L'article 74 : «La durée du mandat présidentiel est de cinq (5) ans. Le Président de la République est rééligible une seule fois.»

Devint alors : «La durée du mandat présidentiel est de cinq (5) ans. Le Président de la République est rééligible.»

Le cœur de la question n'est ni dans le nombre de mandats cumulés au fil des années, ni dans l'état de santé d'un président. Il est dans le degré du respect qu'on accorde aux textes qu'on s'est fixés au préalable pour gérer notre société. C'est encore d'autant vrai quand il s'agit d'un texte majeur, en l'occurrence, la loi organique du pays : la Constitution.
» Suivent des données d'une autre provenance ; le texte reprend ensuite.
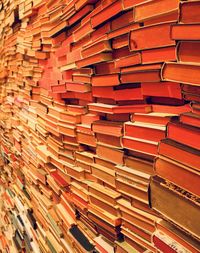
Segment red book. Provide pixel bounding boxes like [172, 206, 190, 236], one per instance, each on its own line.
[129, 23, 175, 51]
[152, 104, 191, 114]
[177, 41, 200, 63]
[91, 0, 123, 28]
[141, 82, 182, 99]
[180, 1, 200, 24]
[131, 112, 177, 125]
[171, 24, 200, 40]
[122, 137, 158, 156]
[92, 86, 114, 99]
[124, 122, 166, 142]
[121, 64, 161, 83]
[161, 62, 200, 86]
[92, 74, 120, 86]
[180, 112, 200, 128]
[114, 88, 144, 101]
[114, 53, 142, 68]
[167, 123, 200, 149]
[154, 156, 200, 197]
[122, 0, 148, 10]
[152, 235, 177, 253]
[141, 46, 176, 64]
Des exemples de dirigeants arrivant au terme de leurs mandats réglementaires ne manquent pas. J'aimerai citer deux cas, ils se sont déroulés à notre époque dans deux pays émergents. En 2008, le président de la fédération de la Russie arriva au terme de son deuxième mandat. Malgré le pouvoir qu'il a réussi à conforter et à centraliser au fil des années, a consciemment choisi d'épargner la Constitution de son pays en se servant de la ruse des chaises musicales avec son ami de Saint-Pétersbourg. D'autre part, l'ex-président brésilien acheva ses deux mandats fixés par la Constitution en 2011. Au bilan, plus de 30 millions de ses concitoyens ont été arrachés à la pauvreté. Alors qu'il continuait à bénéficier de sa très confortable popularité de 82%, il céda sa place à la candidate de son parti.
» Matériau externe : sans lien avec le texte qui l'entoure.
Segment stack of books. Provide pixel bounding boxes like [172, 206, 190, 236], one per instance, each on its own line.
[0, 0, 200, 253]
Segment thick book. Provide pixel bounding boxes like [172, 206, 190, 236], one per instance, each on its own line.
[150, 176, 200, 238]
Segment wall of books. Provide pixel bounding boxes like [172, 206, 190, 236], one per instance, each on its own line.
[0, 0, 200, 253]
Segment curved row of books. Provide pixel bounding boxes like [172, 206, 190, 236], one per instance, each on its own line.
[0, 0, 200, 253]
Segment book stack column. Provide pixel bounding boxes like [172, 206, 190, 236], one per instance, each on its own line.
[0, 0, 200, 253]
A mi-chemin de la fin de son deuxième mandat, l'actuel président américain a récemment été invité dans une émission humoristique. A la question : « Seriez-vous candidat pour un troisième mandat» il répondit : « Non, ça risque d'être aussi mauvais que le troisième film Very Bad Trip ». Sa réponse même si elle était donnée dans un contexte de dérision, montre qu'à l'issu de deux mandats, toute tentative de conservation du pouvoir est comparable à un mauvais film humoristique. La limitation n'était pas inscrite dans la Constitution américaine, mais demeurait une règle bien ancrée depuis que George Washington déclina son troisième mandat en 1796. Franklin D. Roosevelt, restera l'exception, le seul président des Etats Unis à avoir été élu quatre fois (1933 ? 1945). Plus tard, en 1951, le XXIIe amendement de la Constitution fixa, d'une façon explicite et définitive, la limite de deux mandats présidentiels.
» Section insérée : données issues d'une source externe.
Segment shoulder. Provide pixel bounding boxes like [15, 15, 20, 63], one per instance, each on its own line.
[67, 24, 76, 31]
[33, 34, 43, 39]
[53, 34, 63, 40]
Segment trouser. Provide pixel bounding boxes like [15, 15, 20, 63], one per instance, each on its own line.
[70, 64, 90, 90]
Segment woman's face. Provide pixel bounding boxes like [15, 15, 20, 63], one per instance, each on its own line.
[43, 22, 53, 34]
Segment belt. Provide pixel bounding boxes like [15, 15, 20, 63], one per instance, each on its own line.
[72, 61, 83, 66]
Au printemps 2007, durant un séjour en Amérique du nord, je rendais visite à un ami installé en Pennsylvanie, à Philadelphie (première capitale des Etats Unis d'Amérique). En tête de liste des lieux que nous nous sommes fixés à visiter, figure le musée du centre national de la Constitution. En compagnie d'un groupe de lycéens nous effectuâmes notre visite dirigés par une guide aussi compétente que passionnée. Nous suivîmes, avec attention, les différentes explications et anecdotes sur les débats et la rédaction de la Constitution par les pères fondateurs de la Nation. Dans les yeux de ce guide, ainsi que dans ceux de ces lycéens, nous ressentions une grande fierté d'appartenir à une Nation aux pères fondateurs respectables tels que : George Washington, Thomas Jefferson, Benjamin Franklin, ? C'est là que j'ai compris combien la Constitution du 17 septembre 1787 est très chère dans le cœur de chaque américain, noir ou blanc, juif, chrétien ou musulman. Keith Elissonest un Américain africain né dans une famille catholique, converti à l'Islam durant ses études. Il a prêté serment lors de la 110e séance du Congres le 4 janvier 2007, il venait juste d'être élu représentant de l'Etat du Minnesota. Le serment a été sur un exemplaire du Coran, datant de 1764, emprunté à la bibliothèque du Congres et ayant appartenu au troisième président des Etats-Unis, Thomas Jefferson.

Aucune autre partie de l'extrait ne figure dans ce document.